Noi dunque siamo figli della Risurrezione. Consegniamo questa verità-forza ai nostri figli. Possiamo così fin d’ora guardare in faccia la mor­te senza sgomento, reclinandoci nel mistero, con l’abbandono con cui un bambino si abbandona sul seno materno, con totale fiducia.

Sotto l’aspetto materiale le cose sono più complesse. Intanto ci viene in aiuto un magi­strale discorso del nostro Santo Padre Francesco (9.5.2016), quando ricevette il prestigioso pre­mio “Carlo Magno”.

L’ultima parte di quella eccezionale lezione di fede e di umanità passava in rassegna i “so­gni” del Papa: il termine “sogno” ricorre ben otto volte. Ascoltiamo quello che in questa sede è forse più attinente: “Sogno un’Europa dove i giovani respirano l’aria pulita dell’onestà, ama­no la bellezza della cultura e di una vita sempli­ce, non inquinata dagli infiniti bisogni del con­sumismo; dove sposarsi e avere figli sono una responsabilità e una gioia grande, non un pro­blema dato dalla mancanza di lavoro stabile”.

In questi ultimi anni i valori sognati da Papa Francesco si sono ossidati e rischiano di essere sottoposti ad uno struggente logorio non per il fluire del tempo, ma per la corrosione operata da fatti culturali e legislativi che minano il tes­suto sociale.

Avere spalancato le porte a presunti diritti individuali non ha portato ad un maggior senso di responsabilità.
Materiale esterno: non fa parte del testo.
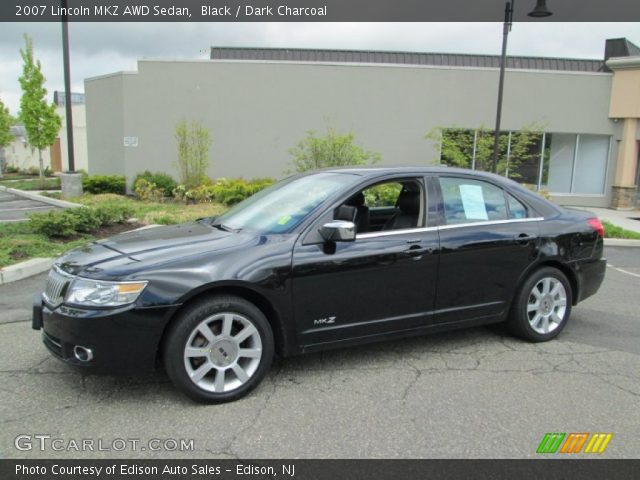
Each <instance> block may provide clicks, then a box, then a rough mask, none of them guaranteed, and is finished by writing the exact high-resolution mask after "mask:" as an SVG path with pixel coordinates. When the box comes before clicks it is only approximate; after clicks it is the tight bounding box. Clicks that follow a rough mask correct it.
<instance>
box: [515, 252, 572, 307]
mask: <svg viewBox="0 0 640 480" xmlns="http://www.w3.org/2000/svg"><path fill="white" fill-rule="evenodd" d="M543 267H553V268H556V269H558V270H560V271H561V272H562V273H564V275H565V277H567V280H569V285H571V304H572V305H577V303H578V293H579V292H578V279H577V278H576V274H575V272H574V271H573V270H571V269H570V268H569V267H567V266H566V265H563V264H562V263H560V262H556V261H553V260H551V261H548V262H543V263H541V264H539V265H537V266H536V268H535V269H534V270H533V271H532V272H535V271H536V270H539V269H540V268H543ZM532 272H531V273H532ZM531 273H529V275H530V274H531ZM523 281H524V279H523Z"/></svg>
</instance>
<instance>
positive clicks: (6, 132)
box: [0, 100, 13, 147]
mask: <svg viewBox="0 0 640 480" xmlns="http://www.w3.org/2000/svg"><path fill="white" fill-rule="evenodd" d="M11 125H13V117H12V116H11V114H10V113H9V109H8V108H7V107H6V106H5V105H4V103H3V102H2V100H0V147H6V146H7V145H9V144H10V143H11V142H12V141H13V135H11Z"/></svg>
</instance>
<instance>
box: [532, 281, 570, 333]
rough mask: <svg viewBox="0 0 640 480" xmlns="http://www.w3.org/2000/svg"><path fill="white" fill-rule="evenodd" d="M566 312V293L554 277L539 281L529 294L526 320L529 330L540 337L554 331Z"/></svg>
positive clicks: (537, 282)
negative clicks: (528, 321)
mask: <svg viewBox="0 0 640 480" xmlns="http://www.w3.org/2000/svg"><path fill="white" fill-rule="evenodd" d="M566 311H567V291H566V290H565V288H564V285H563V284H562V282H561V281H560V280H558V279H557V278H554V277H544V278H542V279H540V280H539V281H538V282H537V283H536V284H535V286H534V287H533V289H531V293H530V294H529V300H528V302H527V319H528V320H529V325H531V328H532V329H533V330H534V331H535V332H537V333H539V334H542V335H546V334H548V333H550V332H553V331H554V330H556V329H557V328H558V327H559V326H560V325H561V324H562V322H563V321H564V318H565V313H566Z"/></svg>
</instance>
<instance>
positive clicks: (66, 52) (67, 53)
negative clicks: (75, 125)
mask: <svg viewBox="0 0 640 480" xmlns="http://www.w3.org/2000/svg"><path fill="white" fill-rule="evenodd" d="M62 9H63V15H62V59H63V60H62V61H63V64H64V104H65V113H66V118H67V155H68V156H69V172H74V171H75V169H76V166H75V155H74V150H73V117H72V114H71V68H70V65H69V17H68V15H67V0H62Z"/></svg>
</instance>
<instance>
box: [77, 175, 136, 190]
mask: <svg viewBox="0 0 640 480" xmlns="http://www.w3.org/2000/svg"><path fill="white" fill-rule="evenodd" d="M82 188H83V189H84V191H85V192H87V193H94V194H95V193H118V194H120V195H123V194H124V193H125V189H126V182H125V178H124V176H122V175H92V176H89V177H83V178H82Z"/></svg>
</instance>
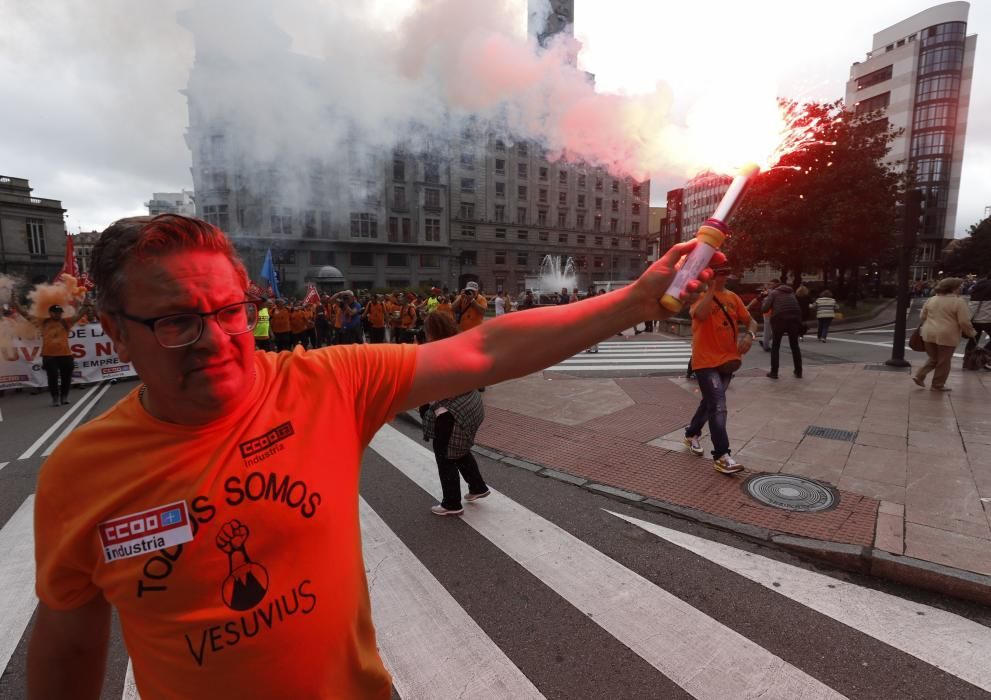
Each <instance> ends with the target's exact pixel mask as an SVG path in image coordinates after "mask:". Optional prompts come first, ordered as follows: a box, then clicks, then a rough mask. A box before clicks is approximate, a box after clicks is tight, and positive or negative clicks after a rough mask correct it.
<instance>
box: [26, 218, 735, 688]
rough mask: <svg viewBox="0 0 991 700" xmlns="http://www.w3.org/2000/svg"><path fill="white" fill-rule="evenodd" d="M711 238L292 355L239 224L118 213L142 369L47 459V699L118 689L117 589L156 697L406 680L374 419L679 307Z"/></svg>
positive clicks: (122, 331) (120, 353)
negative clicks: (374, 332) (232, 237)
mask: <svg viewBox="0 0 991 700" xmlns="http://www.w3.org/2000/svg"><path fill="white" fill-rule="evenodd" d="M693 247H694V242H690V243H687V244H681V245H679V246H676V247H675V248H673V249H672V250H671V251H669V252H668V253H667V254H666V255H665V256H664V257H663V258H662V259H661V260H660V261H658V262H657V263H655V264H654V266H652V267H651V268H650V270H648V271H647V272H646V273H645V274H644V276H643V277H641V278H640V280H638V281H637V282H634V283H633V284H631V285H630V286H628V287H625V288H623V289H622V290H619V291H617V292H613V293H612V294H609V295H605V296H603V297H598V298H596V299H593V300H588V301H585V302H582V303H579V304H573V305H570V306H568V307H560V308H547V309H538V310H536V311H533V312H531V313H530V314H511V315H508V316H505V317H503V318H501V319H499V320H497V321H493V322H491V323H488V324H486V328H485V329H484V331H483V332H478V333H465V334H458V335H456V336H454V337H451V338H447V339H445V340H441V341H437V342H434V343H427V344H424V345H417V346H412V345H408V346H394V345H384V344H378V345H367V346H366V345H354V346H347V347H340V346H337V347H332V348H320V349H317V350H313V351H310V352H304V351H303V350H302V348H296V349H294V350H293V351H292V352H283V353H278V354H274V353H264V352H255V350H254V342H253V337H252V332H251V331H252V328H253V327H254V324H255V321H256V314H257V306H256V304H257V302H256V301H255V300H252V299H249V298H248V297H247V294H246V290H247V287H248V278H247V273H246V272H245V270H244V266H243V264H242V263H241V261H240V260H239V259H238V258H237V255H236V253H235V252H234V248H233V246H232V245H231V243H230V241H229V240H228V239H227V237H226V236H225V235H224V233H223V232H221V231H220V230H219V229H217V228H216V227H214V226H212V225H211V224H208V223H206V222H204V221H200V220H197V219H192V218H189V217H184V216H179V215H175V214H162V215H159V216H155V217H147V216H145V217H134V218H131V219H123V220H121V221H118V222H116V223H115V224H113V225H111V227H110V228H108V229H107V230H106V231H104V232H103V234H102V235H101V236H100V239H99V241H98V242H97V243H96V245H95V246H94V249H93V253H92V260H91V268H92V275H93V278H94V280H95V281H96V284H97V289H98V290H99V291H98V303H99V307H100V321H101V323H102V325H103V327H104V329H105V330H106V331H107V333H108V335H109V336H110V337H111V338H112V340H113V341H114V343H115V345H116V347H117V352H118V355H119V357H120V359H121V360H122V361H123V362H129V363H131V364H132V365H133V366H134V368H135V370H136V371H137V373H138V375H139V377H140V378H141V381H142V384H141V385H140V386H139V387H138V388H136V389H135V390H134V391H132V392H131V393H129V394H128V395H127V396H125V397H124V398H123V399H122V400H121V401H120V402H118V404H117V405H115V406H114V407H113V408H111V409H110V410H109V411H108V412H107V413H105V414H104V415H102V416H100V417H98V418H96V419H94V420H92V421H89V422H88V423H86V424H85V425H83V426H81V427H80V428H78V429H77V430H75V431H74V432H72V433H71V434H70V435H69V437H68V438H66V439H65V440H64V441H62V443H61V444H60V445H59V446H58V447H57V448H56V450H55V451H54V452H53V453H52V455H51V456H50V457H49V458H48V459H47V461H46V462H45V463H44V465H43V466H42V469H41V473H40V475H39V479H38V487H37V495H36V501H35V525H34V535H35V560H36V565H37V571H36V576H35V581H36V590H37V594H38V598H39V601H40V602H39V605H38V610H37V615H36V618H35V624H34V627H33V629H32V634H31V640H30V644H29V649H28V697H29V698H69V697H71V698H92V697H99V696H100V694H101V687H102V682H103V676H104V665H105V660H106V653H107V647H108V643H109V638H110V628H111V609H112V608H116V609H117V611H118V613H119V617H120V622H121V628H122V631H123V636H124V640H125V642H126V644H127V648H128V652H129V654H130V655H131V660H132V662H133V667H134V676H135V680H136V682H137V688H138V691H139V693H140V694H141V695H142V696H143V697H145V698H148V699H153V698H163V697H169V698H183V699H184V700H197V699H198V698H217V697H232V698H242V697H243V698H248V697H251V698H318V697H335V698H336V697H340V698H377V699H381V700H385V699H386V698H389V697H390V696H391V679H390V677H389V673H388V672H387V671H386V669H385V666H384V664H383V663H382V660H381V658H380V657H379V653H378V649H377V646H376V640H375V630H374V626H373V624H372V615H371V609H370V604H369V595H368V587H367V583H366V580H365V569H364V563H363V558H362V547H361V531H360V527H359V498H358V485H359V476H360V465H361V458H362V453H363V452H364V450H365V448H366V447H367V446H368V444H369V442H370V441H371V439H372V437H373V435H374V434H375V433H376V431H378V429H379V428H380V427H381V426H382V425H383V423H384V422H385V421H387V420H389V419H390V418H391V417H392V416H393V415H395V414H396V413H397V412H399V411H404V410H407V409H409V408H412V407H414V406H419V405H421V404H424V403H429V402H431V401H435V400H438V399H441V398H444V397H446V396H452V395H460V394H463V393H465V392H467V391H470V390H472V389H474V388H475V387H478V386H480V385H483V384H495V383H498V382H501V381H505V380H507V379H511V378H513V377H518V376H524V375H527V374H531V373H533V372H535V371H537V370H539V369H541V368H543V367H547V366H550V365H553V364H555V363H557V362H560V361H561V360H563V359H565V358H567V357H570V356H572V355H574V354H575V353H576V352H578V351H579V350H580V349H581V348H583V347H587V346H589V345H591V344H592V343H594V342H596V341H598V340H601V339H603V338H607V337H609V336H611V335H613V334H614V333H616V332H617V331H619V330H621V329H623V328H628V327H629V326H630V325H631V323H632V322H638V321H642V320H643V318H644V317H647V316H653V317H656V318H665V317H667V316H668V315H669V314H667V312H665V311H664V310H663V309H662V307H661V306H660V304H659V303H658V300H659V299H660V298H661V297H662V296H663V294H664V292H665V291H666V290H667V288H668V285H669V284H670V283H671V280H672V279H673V278H674V270H675V265H676V263H677V262H678V260H679V258H680V257H681V256H683V255H685V254H687V253H688V252H690V251H691V249H692V248H693ZM720 258H721V256H718V254H717V260H718V259H720ZM706 274H708V273H706ZM691 287H692V288H693V289H697V287H698V285H697V284H693V285H691ZM139 314H140V315H139ZM521 348H526V352H520V349H521ZM314 388H315V389H316V390H312V389H314ZM304 399H305V400H304ZM328 444H330V445H333V446H334V450H333V455H332V459H331V461H330V462H328V458H327V445H328Z"/></svg>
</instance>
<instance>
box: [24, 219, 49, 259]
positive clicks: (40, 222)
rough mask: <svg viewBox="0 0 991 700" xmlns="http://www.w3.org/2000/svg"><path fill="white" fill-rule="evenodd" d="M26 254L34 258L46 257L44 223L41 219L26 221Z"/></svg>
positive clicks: (46, 246)
mask: <svg viewBox="0 0 991 700" xmlns="http://www.w3.org/2000/svg"><path fill="white" fill-rule="evenodd" d="M26 223H27V232H28V252H29V253H30V254H31V255H32V256H34V257H41V256H43V255H48V245H47V243H46V241H45V222H44V221H42V220H41V219H28V220H27V222H26Z"/></svg>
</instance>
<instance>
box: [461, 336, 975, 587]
mask: <svg viewBox="0 0 991 700" xmlns="http://www.w3.org/2000/svg"><path fill="white" fill-rule="evenodd" d="M630 342H636V341H634V340H631V341H630ZM957 364H958V363H957ZM784 369H785V370H787V371H782V374H781V377H782V378H781V379H779V380H777V381H773V380H770V379H767V378H766V377H764V370H745V371H743V372H741V373H739V374H738V375H737V377H736V378H735V379H734V381H733V384H732V385H731V387H730V390H729V393H728V408H729V419H728V427H729V435H730V442H731V446H732V450H733V454H734V455H735V456H736V458H737V459H738V460H739V461H740V462H741V463H743V464H744V465H746V467H747V471H745V472H743V473H742V474H738V475H735V476H727V475H723V474H719V473H717V472H716V471H715V470H713V468H712V462H711V459H709V458H708V457H705V458H698V457H694V456H692V455H691V454H689V453H688V452H687V450H686V448H685V447H684V445H683V444H682V442H681V438H682V435H683V427H684V425H685V424H686V422H687V421H688V419H689V418H690V417H691V415H692V413H693V412H694V410H695V407H696V406H697V404H698V400H699V394H698V387H697V385H696V384H695V382H694V381H688V380H685V379H684V378H681V377H638V378H623V379H601V378H594V379H586V378H575V377H569V376H567V375H565V376H562V374H561V373H560V372H555V373H550V372H544V373H538V374H534V375H531V376H528V377H524V378H522V379H518V380H515V381H511V382H506V383H504V384H501V385H498V386H494V387H490V388H489V389H488V391H487V392H486V393H485V394H484V397H485V404H486V411H487V414H486V421H485V424H484V425H483V427H482V430H481V431H480V433H479V435H478V445H479V446H481V447H482V448H483V450H485V449H487V450H494V451H496V453H497V454H495V455H494V456H495V457H497V458H499V457H506V458H508V459H509V460H510V463H515V464H517V465H518V466H530V468H532V469H534V471H536V470H537V469H539V468H541V467H543V468H547V469H545V470H544V473H545V474H546V475H550V476H558V477H559V478H565V479H566V480H570V481H573V482H575V483H578V484H581V485H586V486H588V487H590V488H593V489H596V490H600V491H603V492H605V493H608V494H610V495H613V496H617V497H622V498H625V499H626V500H632V501H636V502H641V503H644V504H646V505H647V506H648V507H649V506H653V507H659V508H662V509H666V510H669V511H674V512H677V513H679V514H682V515H685V516H687V517H693V518H695V519H699V520H704V521H706V522H711V523H713V524H715V525H717V526H722V527H728V528H730V529H734V530H737V531H739V532H742V533H743V534H747V535H750V536H756V537H761V538H763V539H768V540H774V541H777V542H779V543H780V544H784V545H786V546H792V547H795V548H798V549H800V550H804V551H805V552H806V553H808V554H811V555H813V556H820V557H824V558H827V559H830V560H831V561H834V563H838V564H840V565H843V566H847V567H849V568H854V569H857V570H861V571H864V572H868V573H873V574H875V575H881V576H885V577H888V578H893V579H896V580H901V581H903V582H906V583H911V584H914V585H919V586H924V587H929V588H936V589H938V590H943V591H944V592H946V593H948V594H951V595H960V596H963V597H968V598H971V599H978V600H982V601H985V602H991V411H988V406H989V399H991V373H987V372H983V373H974V372H966V373H964V372H962V371H961V370H960V369H959V367H955V368H954V370H953V372H952V374H951V378H950V380H949V382H948V386H951V387H952V388H953V392H952V393H948V394H941V393H937V392H931V391H928V390H923V389H919V388H918V387H916V386H915V385H914V384H913V383H912V382H911V380H910V379H909V375H908V374H907V372H896V371H880V370H876V369H870V368H865V365H864V364H862V363H859V364H839V365H827V366H818V367H817V366H812V367H806V368H805V377H804V378H803V379H796V378H794V377H792V376H791V372H790V369H789V368H787V367H785V368H784ZM810 426H818V427H822V428H831V429H835V430H840V431H849V432H850V433H851V434H849V435H847V436H846V437H848V438H850V439H845V440H844V439H826V438H823V437H814V436H810V435H807V434H806V431H807V429H808V428H809V427H810ZM703 444H704V445H705V447H706V451H707V454H708V450H710V449H711V444H710V443H709V442H708V438H707V436H706V438H705V439H704V440H703ZM548 470H549V471H548ZM757 472H765V473H782V474H795V475H801V476H804V477H808V478H811V479H814V480H817V481H820V482H824V483H828V484H830V485H832V486H834V487H836V488H837V489H838V490H839V495H840V499H839V504H838V505H837V506H836V507H835V508H834V509H832V510H829V511H826V512H821V513H796V512H790V511H784V510H779V509H776V508H773V507H769V506H764V505H762V504H760V503H758V502H756V501H755V500H753V499H752V498H751V497H750V496H748V495H747V494H745V493H744V491H743V489H742V488H741V485H742V482H743V481H744V479H745V478H746V477H747V476H749V475H751V474H753V473H757ZM982 498H986V499H989V500H988V501H982V500H981V499H982Z"/></svg>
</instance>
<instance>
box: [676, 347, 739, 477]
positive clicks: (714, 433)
mask: <svg viewBox="0 0 991 700" xmlns="http://www.w3.org/2000/svg"><path fill="white" fill-rule="evenodd" d="M695 378H696V379H697V380H698V383H699V390H700V391H701V392H702V401H701V403H699V407H698V409H697V410H696V411H695V416H694V417H693V418H692V422H691V423H689V424H688V427H687V428H685V437H698V436H699V435H701V434H702V426H703V425H705V423H706V421H708V422H709V436H710V437H711V438H712V457H713V459H719V458H720V457H722V456H723V455H726V454H729V451H730V450H729V435H727V434H726V390H727V389H728V388H729V383H730V380H731V379H732V378H733V375H732V374H720V373H719V371H718V370H717V369H716V368H715V367H706V368H704V369H697V370H695Z"/></svg>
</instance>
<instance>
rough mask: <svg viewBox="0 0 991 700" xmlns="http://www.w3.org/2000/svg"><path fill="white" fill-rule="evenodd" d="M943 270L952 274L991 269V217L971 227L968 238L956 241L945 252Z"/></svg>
mask: <svg viewBox="0 0 991 700" xmlns="http://www.w3.org/2000/svg"><path fill="white" fill-rule="evenodd" d="M942 268H943V271H944V272H945V273H947V274H951V275H966V274H970V273H977V274H981V275H983V274H984V273H986V272H987V271H988V270H991V218H987V219H984V220H983V221H980V222H978V223H976V224H973V225H972V226H971V227H970V230H969V231H967V238H963V239H961V240H959V241H956V242H955V244H954V245H952V247H948V249H947V250H946V251H945V252H944V253H943V264H942Z"/></svg>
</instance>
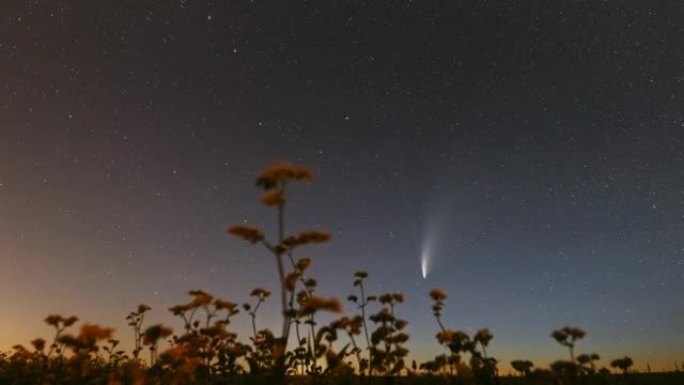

Ciò che per ora è ben verifica­bile e - si abbia il coraggio di dirlo, distruttivo - è il preoccupante arroccarsi in un individualismo senza sbocco che, presto o tardi, provocherà l’a­sfissia dei singoli e della società

Abbiamo dunque, noi cristiani per primi, il compito di produrre un pensiero che sia in gra­do di gettare le fondamenta per un’epoca che darà cultura alle future generazioni, permetten­do loro di vivere nella genuina libertà perché proiettate nella verità. È questo pensiero che manca e pare non intravedersi all’orizzonte. Il dramma sta tutto qui. Se manca la forza del pen­siero non si può pretendere alcuna progettualità.

A chi essa compete? Ai soli cristiani? Certa­mente no. Questo è il momento di una sinergia capace di fare sintesi del patrimonio del passato per interpretarlo - nella verità, religiosa o laica, ma nella verità - alla luce delle conquiste che ca­ratterizzano la nostra epoca in modo da trasmet­terlo onestamente alle generazioni che verranno dopo di noi.